There are 6 main Rice Mills in Nindo Shaher that are Qazi Rice Mills, Jafferi Rice Mills, Ahmed Rice Mills, Khaskheli Rice Mill, Hyderi Rice Mills, Memon Rice Mills. There are also 15 small Mills. The ratio of business is more than labor in Nindo Shaher. The businesses are Kiryana, Tea hotels, cloth stores, carpenter, tailoring, barber, dry cleaner, iron smith, shoe maker, cabins & mechanics. Among all these, Kiryana is at the top with 140+ shops in the city.

Shrines
Shrines near the town include Shaheed Mard, Dadi Rahiman, Mansar and Noor Shah.

Myths
One myth regarding water and fruit trees is very famous.
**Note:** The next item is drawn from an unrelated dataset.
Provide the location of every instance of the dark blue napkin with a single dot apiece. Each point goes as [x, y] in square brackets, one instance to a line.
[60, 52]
It is generally said that a curse by a woman belonging to Ahl al-Bayt (Dhadhi) made it so that no sweet water is available below ground and generally no fruit trees available inside the town boundary. More recently, after Consciousness among the people, they investigated the area and found that the area was surrounded by brackish water.